On February 19, 2003, Taoiseach Bertie Ahern says a second United Nations (UN) resolution is a political imperative before any military action against Iraq can take place. But Ahern refuses to state whether the Government of Ireland will halt the use of Shannon Airport by the United States military if the George W. Bush administration undertakes unilateral action against Saddam Hussein without UN backing.
The United States and the UK are forced to push back their plans for a second UN resolution on military action as more countries come out against the use of force in Iraq. Mary Robinson, the former United Nations High Commissioner for Human Rights, says she is fearful of the consequences of a war without UN backing.
In an interview with RTÉ News Ahern says the most important issue for this country is the primacy of the United Nations. He disagrees with the United States on whether or not they legally needed another UN Resolution before launching an attack on Iraq. He says other countries, including Ireland, have another point of view.

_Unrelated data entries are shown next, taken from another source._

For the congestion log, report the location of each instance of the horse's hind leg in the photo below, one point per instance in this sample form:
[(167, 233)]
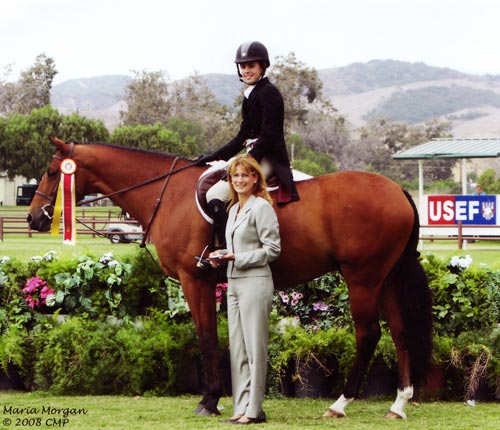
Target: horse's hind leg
[(365, 315), (200, 296)]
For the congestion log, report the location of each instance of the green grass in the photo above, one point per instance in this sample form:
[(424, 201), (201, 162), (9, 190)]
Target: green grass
[(23, 248), (483, 253), (176, 413)]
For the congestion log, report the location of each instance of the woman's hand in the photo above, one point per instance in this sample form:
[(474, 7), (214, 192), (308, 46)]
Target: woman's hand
[(218, 256)]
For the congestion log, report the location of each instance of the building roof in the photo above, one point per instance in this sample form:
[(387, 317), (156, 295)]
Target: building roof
[(453, 148)]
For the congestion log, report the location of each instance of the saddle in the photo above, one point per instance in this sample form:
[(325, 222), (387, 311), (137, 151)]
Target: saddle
[(217, 172)]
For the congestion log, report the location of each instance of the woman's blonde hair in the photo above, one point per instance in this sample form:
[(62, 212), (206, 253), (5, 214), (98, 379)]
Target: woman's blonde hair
[(250, 165)]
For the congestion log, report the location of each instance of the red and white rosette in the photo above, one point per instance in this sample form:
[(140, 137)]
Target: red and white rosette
[(67, 190)]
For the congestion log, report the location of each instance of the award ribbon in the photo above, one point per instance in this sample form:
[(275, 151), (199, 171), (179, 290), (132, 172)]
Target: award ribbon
[(66, 203)]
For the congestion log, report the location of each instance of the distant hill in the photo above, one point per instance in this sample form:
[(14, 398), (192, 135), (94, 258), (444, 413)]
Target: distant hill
[(403, 91)]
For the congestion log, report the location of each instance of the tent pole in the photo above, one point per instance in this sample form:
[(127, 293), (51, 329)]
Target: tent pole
[(464, 176)]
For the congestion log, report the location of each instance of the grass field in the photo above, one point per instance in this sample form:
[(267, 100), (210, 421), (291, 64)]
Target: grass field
[(176, 413), (41, 410)]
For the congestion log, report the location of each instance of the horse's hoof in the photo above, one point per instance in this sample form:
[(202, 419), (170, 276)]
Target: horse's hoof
[(204, 412), (330, 413), (393, 416)]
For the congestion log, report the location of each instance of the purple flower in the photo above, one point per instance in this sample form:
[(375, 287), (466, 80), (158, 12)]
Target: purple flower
[(36, 291), (320, 306)]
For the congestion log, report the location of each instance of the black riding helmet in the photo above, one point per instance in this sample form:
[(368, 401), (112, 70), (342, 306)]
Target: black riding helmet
[(252, 51)]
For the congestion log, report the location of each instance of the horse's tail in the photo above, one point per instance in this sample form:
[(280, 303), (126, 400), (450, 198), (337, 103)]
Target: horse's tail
[(414, 297)]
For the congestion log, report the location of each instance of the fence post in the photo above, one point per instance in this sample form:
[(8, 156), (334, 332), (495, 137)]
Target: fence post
[(93, 225), (460, 238)]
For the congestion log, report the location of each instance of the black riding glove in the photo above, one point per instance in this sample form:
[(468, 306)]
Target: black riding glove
[(203, 159)]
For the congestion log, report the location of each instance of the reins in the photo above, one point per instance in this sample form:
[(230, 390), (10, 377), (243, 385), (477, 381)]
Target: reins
[(158, 200), (140, 184)]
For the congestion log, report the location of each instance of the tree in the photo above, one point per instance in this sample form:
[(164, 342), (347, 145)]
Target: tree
[(308, 161), (382, 138), (301, 89), (152, 137), (192, 101), (25, 146), (147, 100), (32, 91), (328, 134)]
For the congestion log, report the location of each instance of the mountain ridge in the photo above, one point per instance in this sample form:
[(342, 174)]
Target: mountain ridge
[(403, 91)]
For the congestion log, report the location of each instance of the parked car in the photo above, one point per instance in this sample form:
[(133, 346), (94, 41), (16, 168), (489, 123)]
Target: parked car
[(122, 232)]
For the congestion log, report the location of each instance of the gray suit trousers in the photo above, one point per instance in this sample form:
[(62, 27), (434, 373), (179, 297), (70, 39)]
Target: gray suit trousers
[(249, 302)]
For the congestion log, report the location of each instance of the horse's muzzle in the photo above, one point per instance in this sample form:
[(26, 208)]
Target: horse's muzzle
[(40, 219)]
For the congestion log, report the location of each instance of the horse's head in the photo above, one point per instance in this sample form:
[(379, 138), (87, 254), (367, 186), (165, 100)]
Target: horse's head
[(41, 208)]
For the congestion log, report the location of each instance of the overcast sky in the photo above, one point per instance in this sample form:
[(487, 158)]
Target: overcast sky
[(88, 38)]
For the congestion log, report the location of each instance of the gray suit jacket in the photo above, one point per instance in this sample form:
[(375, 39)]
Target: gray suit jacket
[(253, 237)]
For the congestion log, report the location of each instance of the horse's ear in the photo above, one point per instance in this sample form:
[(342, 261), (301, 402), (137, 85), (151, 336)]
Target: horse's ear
[(58, 142)]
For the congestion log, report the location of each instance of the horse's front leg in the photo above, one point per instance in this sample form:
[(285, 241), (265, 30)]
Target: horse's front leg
[(200, 295)]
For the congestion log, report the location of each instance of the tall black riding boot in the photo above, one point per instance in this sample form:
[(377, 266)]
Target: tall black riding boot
[(217, 240), (217, 211)]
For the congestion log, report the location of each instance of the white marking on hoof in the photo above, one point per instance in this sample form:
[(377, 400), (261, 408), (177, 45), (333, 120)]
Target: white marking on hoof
[(402, 398), (337, 410)]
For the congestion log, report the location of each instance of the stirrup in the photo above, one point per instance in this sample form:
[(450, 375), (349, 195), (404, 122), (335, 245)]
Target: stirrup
[(203, 263)]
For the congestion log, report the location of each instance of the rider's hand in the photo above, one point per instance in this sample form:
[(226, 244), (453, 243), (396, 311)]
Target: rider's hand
[(203, 159)]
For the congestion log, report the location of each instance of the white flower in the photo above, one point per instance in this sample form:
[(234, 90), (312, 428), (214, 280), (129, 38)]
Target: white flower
[(51, 255), (4, 259)]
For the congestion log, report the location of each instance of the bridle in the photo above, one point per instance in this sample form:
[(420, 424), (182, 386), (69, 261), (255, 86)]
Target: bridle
[(52, 197)]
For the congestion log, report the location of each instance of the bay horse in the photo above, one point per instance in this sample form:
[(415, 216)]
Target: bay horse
[(362, 224)]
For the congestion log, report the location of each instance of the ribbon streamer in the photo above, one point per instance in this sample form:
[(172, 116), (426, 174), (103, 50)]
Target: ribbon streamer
[(66, 204)]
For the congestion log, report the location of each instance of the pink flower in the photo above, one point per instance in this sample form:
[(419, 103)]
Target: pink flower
[(220, 289), (36, 291)]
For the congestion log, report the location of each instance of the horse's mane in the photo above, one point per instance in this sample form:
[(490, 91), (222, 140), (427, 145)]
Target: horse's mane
[(138, 150)]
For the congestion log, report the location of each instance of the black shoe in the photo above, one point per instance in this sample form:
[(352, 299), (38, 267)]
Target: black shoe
[(258, 420), (230, 420)]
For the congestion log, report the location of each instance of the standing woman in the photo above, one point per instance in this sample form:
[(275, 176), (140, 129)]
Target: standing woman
[(253, 241)]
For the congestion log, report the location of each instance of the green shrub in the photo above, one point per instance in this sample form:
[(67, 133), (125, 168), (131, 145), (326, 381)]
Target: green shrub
[(80, 356), (464, 298)]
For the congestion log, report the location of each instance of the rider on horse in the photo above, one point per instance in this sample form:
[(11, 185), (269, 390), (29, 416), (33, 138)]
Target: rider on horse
[(261, 133)]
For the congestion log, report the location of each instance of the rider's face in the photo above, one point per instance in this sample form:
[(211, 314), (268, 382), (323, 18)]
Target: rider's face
[(251, 72)]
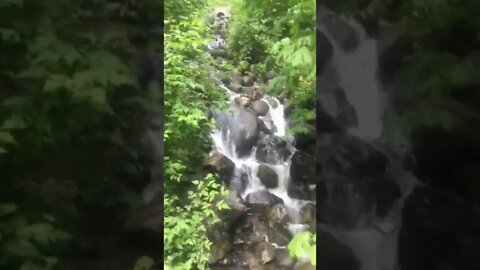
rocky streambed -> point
(271, 183)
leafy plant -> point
(187, 245)
(303, 245)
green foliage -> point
(303, 245)
(190, 92)
(186, 243)
(25, 244)
(144, 263)
(69, 102)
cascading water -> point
(224, 144)
(372, 239)
(357, 74)
(230, 127)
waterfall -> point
(357, 74)
(247, 166)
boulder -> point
(277, 214)
(355, 180)
(248, 79)
(272, 149)
(265, 252)
(262, 197)
(267, 176)
(235, 87)
(220, 164)
(243, 101)
(260, 107)
(273, 103)
(302, 169)
(221, 244)
(244, 131)
(308, 215)
(298, 191)
(253, 92)
(334, 112)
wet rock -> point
(272, 149)
(267, 176)
(217, 52)
(343, 33)
(235, 87)
(347, 155)
(308, 214)
(260, 107)
(306, 141)
(287, 107)
(243, 101)
(272, 102)
(333, 254)
(284, 259)
(303, 265)
(244, 131)
(265, 252)
(218, 163)
(355, 180)
(298, 191)
(270, 75)
(277, 234)
(267, 130)
(253, 92)
(324, 51)
(250, 229)
(277, 214)
(263, 197)
(221, 244)
(439, 231)
(248, 79)
(302, 169)
(334, 112)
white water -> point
(357, 71)
(374, 245)
(249, 164)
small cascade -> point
(251, 136)
(357, 75)
(365, 196)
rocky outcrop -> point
(267, 176)
(220, 164)
(272, 149)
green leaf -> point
(6, 138)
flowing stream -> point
(374, 239)
(248, 165)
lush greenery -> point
(71, 113)
(280, 35)
(190, 92)
(303, 245)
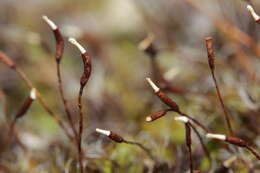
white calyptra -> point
(216, 136)
(182, 119)
(155, 88)
(103, 132)
(50, 23)
(79, 46)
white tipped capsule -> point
(216, 136)
(103, 132)
(182, 119)
(148, 119)
(33, 94)
(79, 46)
(253, 13)
(49, 22)
(155, 88)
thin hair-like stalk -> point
(58, 57)
(83, 81)
(7, 61)
(211, 58)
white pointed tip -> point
(79, 46)
(155, 88)
(33, 94)
(146, 42)
(253, 13)
(182, 119)
(148, 119)
(49, 22)
(103, 132)
(216, 136)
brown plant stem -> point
(65, 103)
(211, 62)
(222, 105)
(42, 102)
(59, 50)
(196, 122)
(81, 121)
(201, 142)
(188, 144)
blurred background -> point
(117, 96)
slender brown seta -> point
(28, 83)
(185, 120)
(83, 81)
(211, 56)
(163, 97)
(234, 141)
(174, 107)
(24, 108)
(157, 115)
(201, 141)
(119, 139)
(58, 56)
(253, 14)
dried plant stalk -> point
(24, 108)
(253, 14)
(58, 56)
(119, 139)
(83, 81)
(188, 143)
(156, 115)
(29, 85)
(174, 107)
(211, 56)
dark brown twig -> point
(119, 139)
(211, 58)
(201, 142)
(174, 107)
(83, 81)
(58, 56)
(253, 14)
(188, 139)
(7, 61)
(22, 111)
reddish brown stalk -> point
(65, 103)
(58, 57)
(7, 61)
(174, 107)
(83, 81)
(24, 108)
(188, 144)
(253, 14)
(211, 57)
(201, 141)
(157, 115)
(119, 139)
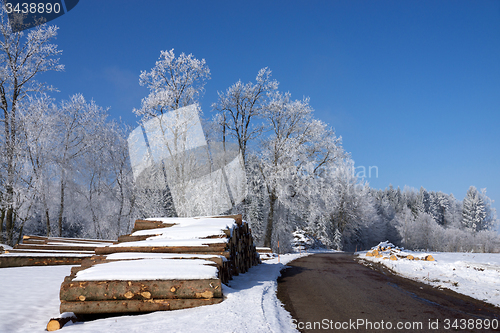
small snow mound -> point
(302, 240)
(387, 250)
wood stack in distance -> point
(43, 251)
(213, 257)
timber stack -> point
(43, 251)
(164, 264)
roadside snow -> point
(149, 269)
(473, 274)
(30, 297)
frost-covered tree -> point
(173, 82)
(22, 57)
(239, 107)
(474, 210)
(295, 149)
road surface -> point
(331, 292)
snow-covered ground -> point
(473, 274)
(30, 297)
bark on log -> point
(148, 224)
(75, 291)
(58, 323)
(217, 248)
(22, 261)
(134, 306)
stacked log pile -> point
(389, 251)
(161, 266)
(43, 251)
(265, 253)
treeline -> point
(65, 168)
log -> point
(237, 218)
(130, 238)
(74, 291)
(58, 323)
(55, 247)
(149, 224)
(51, 252)
(22, 261)
(134, 306)
(218, 249)
(68, 240)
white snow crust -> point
(149, 269)
(473, 274)
(187, 231)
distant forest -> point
(65, 168)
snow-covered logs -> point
(164, 264)
(43, 251)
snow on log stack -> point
(42, 251)
(164, 264)
(386, 250)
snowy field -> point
(473, 274)
(30, 297)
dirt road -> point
(333, 293)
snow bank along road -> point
(332, 292)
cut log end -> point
(58, 323)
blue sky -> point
(413, 87)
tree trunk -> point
(9, 224)
(2, 216)
(134, 306)
(270, 219)
(139, 290)
(61, 207)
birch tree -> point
(22, 57)
(297, 147)
(239, 107)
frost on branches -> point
(173, 83)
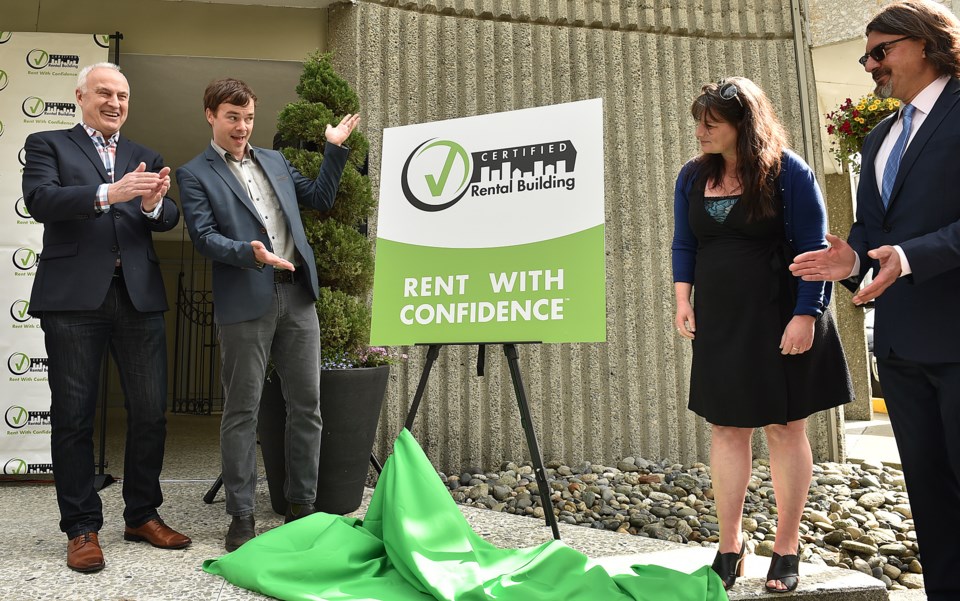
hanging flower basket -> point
(850, 123)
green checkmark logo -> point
(18, 310)
(24, 258)
(33, 106)
(38, 58)
(15, 466)
(454, 151)
(17, 417)
(18, 364)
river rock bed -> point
(857, 516)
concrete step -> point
(817, 582)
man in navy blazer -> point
(100, 197)
(241, 208)
(907, 230)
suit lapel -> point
(80, 137)
(944, 104)
(868, 173)
(122, 161)
(217, 164)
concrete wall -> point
(843, 20)
(418, 61)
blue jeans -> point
(289, 333)
(75, 342)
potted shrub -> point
(353, 377)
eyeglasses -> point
(729, 91)
(879, 52)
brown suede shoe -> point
(84, 554)
(157, 534)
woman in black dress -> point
(765, 348)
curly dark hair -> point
(761, 139)
(928, 21)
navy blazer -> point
(917, 316)
(222, 221)
(80, 245)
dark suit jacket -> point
(917, 316)
(80, 245)
(222, 221)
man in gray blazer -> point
(240, 204)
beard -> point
(884, 90)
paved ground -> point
(34, 549)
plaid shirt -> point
(107, 149)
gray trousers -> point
(290, 334)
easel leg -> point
(510, 350)
(432, 353)
(102, 479)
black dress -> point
(743, 299)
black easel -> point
(102, 479)
(510, 350)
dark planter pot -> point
(350, 401)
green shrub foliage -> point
(344, 255)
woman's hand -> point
(798, 336)
(685, 321)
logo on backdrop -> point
(21, 208)
(18, 310)
(17, 417)
(39, 59)
(21, 363)
(19, 466)
(439, 173)
(35, 107)
(25, 259)
(15, 466)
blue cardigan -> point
(805, 224)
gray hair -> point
(82, 76)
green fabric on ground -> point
(414, 544)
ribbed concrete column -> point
(421, 61)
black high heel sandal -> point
(786, 569)
(730, 565)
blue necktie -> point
(893, 161)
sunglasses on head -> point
(729, 91)
(879, 52)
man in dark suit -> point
(907, 230)
(241, 208)
(99, 196)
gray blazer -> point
(222, 221)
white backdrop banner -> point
(38, 75)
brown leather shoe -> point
(157, 534)
(84, 554)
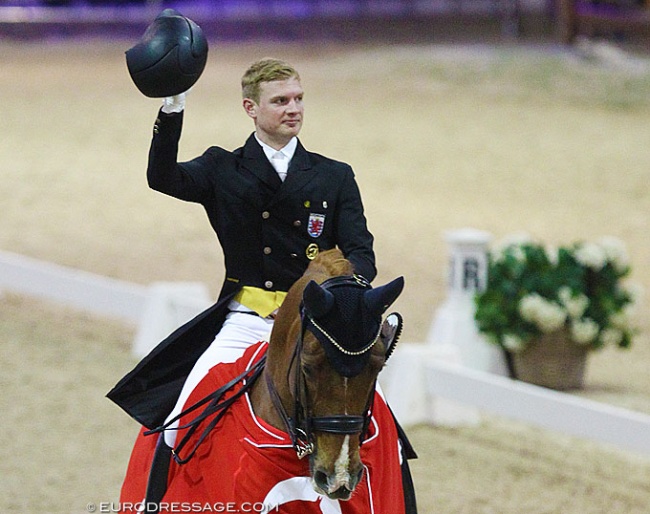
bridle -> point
(303, 423)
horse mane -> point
(327, 264)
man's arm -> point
(185, 181)
(353, 237)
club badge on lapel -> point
(315, 224)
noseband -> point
(302, 424)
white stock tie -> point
(281, 164)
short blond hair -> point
(265, 70)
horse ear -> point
(318, 301)
(379, 299)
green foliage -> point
(532, 290)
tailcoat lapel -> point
(300, 172)
(256, 163)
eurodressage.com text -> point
(142, 506)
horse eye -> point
(307, 369)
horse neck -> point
(284, 336)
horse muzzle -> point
(337, 480)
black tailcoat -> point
(268, 229)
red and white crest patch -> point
(315, 224)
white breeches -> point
(239, 331)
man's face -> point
(278, 115)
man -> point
(273, 206)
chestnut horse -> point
(311, 435)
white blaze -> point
(341, 466)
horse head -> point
(341, 347)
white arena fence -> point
(424, 383)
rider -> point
(273, 205)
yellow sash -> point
(261, 301)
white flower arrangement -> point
(533, 290)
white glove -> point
(174, 103)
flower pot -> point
(552, 361)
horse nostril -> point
(356, 478)
(320, 478)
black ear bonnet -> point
(345, 314)
(170, 56)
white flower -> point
(616, 253)
(513, 343)
(547, 315)
(584, 331)
(591, 255)
(576, 305)
(611, 336)
(553, 255)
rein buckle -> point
(302, 444)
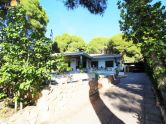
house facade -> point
(77, 60)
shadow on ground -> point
(102, 111)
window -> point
(94, 64)
(109, 63)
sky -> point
(80, 21)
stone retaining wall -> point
(58, 101)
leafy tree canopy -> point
(145, 22)
(70, 43)
(25, 53)
(94, 6)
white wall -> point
(101, 63)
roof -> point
(96, 56)
(77, 54)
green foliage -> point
(94, 6)
(25, 53)
(97, 45)
(131, 52)
(60, 65)
(70, 43)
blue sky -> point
(80, 21)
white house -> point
(86, 61)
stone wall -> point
(58, 101)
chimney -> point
(13, 3)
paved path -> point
(132, 101)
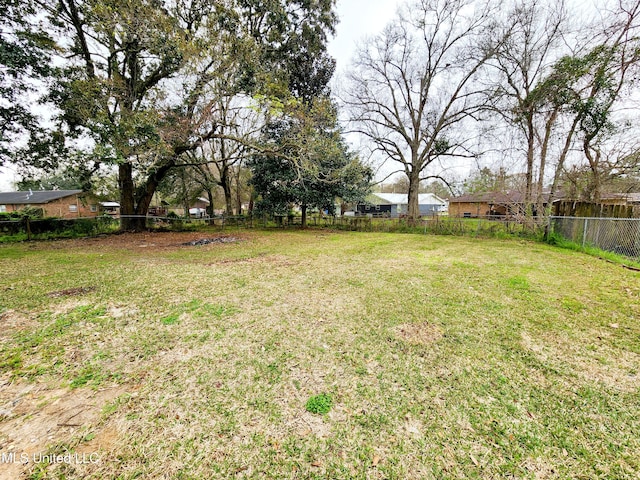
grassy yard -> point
(431, 357)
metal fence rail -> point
(618, 235)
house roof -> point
(35, 197)
(494, 198)
(403, 199)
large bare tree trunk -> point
(413, 208)
(128, 219)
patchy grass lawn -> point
(423, 357)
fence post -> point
(584, 232)
(28, 227)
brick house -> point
(54, 203)
(487, 204)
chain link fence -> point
(617, 235)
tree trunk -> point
(225, 183)
(540, 210)
(128, 220)
(528, 196)
(238, 192)
(210, 207)
(413, 208)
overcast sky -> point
(358, 19)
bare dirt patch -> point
(620, 375)
(71, 292)
(34, 417)
(418, 333)
(151, 240)
(209, 241)
(13, 321)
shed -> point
(53, 203)
(396, 204)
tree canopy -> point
(312, 166)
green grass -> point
(442, 357)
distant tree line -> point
(231, 100)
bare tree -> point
(533, 32)
(413, 87)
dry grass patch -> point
(419, 334)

The Fianna Fáil parliamentary party unanimously passes a motion calling for a second resolution from the United Nations Security Council prior to the consideration of military action against Iraq. The motion also expresses “full confidence” in the efforts of the Taoiseach and the Minister for Foreign Affairs, Brian Cowen, to reach a peaceful outcome to the crisis.
The leading United States Congressman, Jim Walsh, welcomes the support that the Taoiseach has given to the United States in relation to Iraq. After a meeting with Sinn Féin in Belfast earlier in the day, he says that he recognises that it is a difficult time for the Irish people.
In the meantime, the UK has told its nationals in Iraq to leave the country immediately. In a statement the British Foreign & Commonwealth Office (FCO) says it has issued the alert because of increasing tension in the region and the risk of terrorist action. The office says anyone considering going to Iraq should remember that UK nationals were held hostage by the Baghdad government in the run-up to the 1991 Gulf War.
The British embassy in Kuwait City advises its citizens to leave Kuwait unless their presence in the emirate is essential. It also orders dependants of embassy staff to leave. “We advise you not to make any non-essential travel including holiday travel to Kuwait and, if already in Kuwait, to leave unless you consider your presence there is essential,” the embassy says in an advisory note.
An estimated 4,000 British nationals are resident in Kuwait. Britain has no diplomatic relations with President Saddam Hussein’s regime, and therefore cannot give consular assistance to British nationals inside Iraq. The current travel advisory for Israel warns against “any non-essential travel including holiday travel.”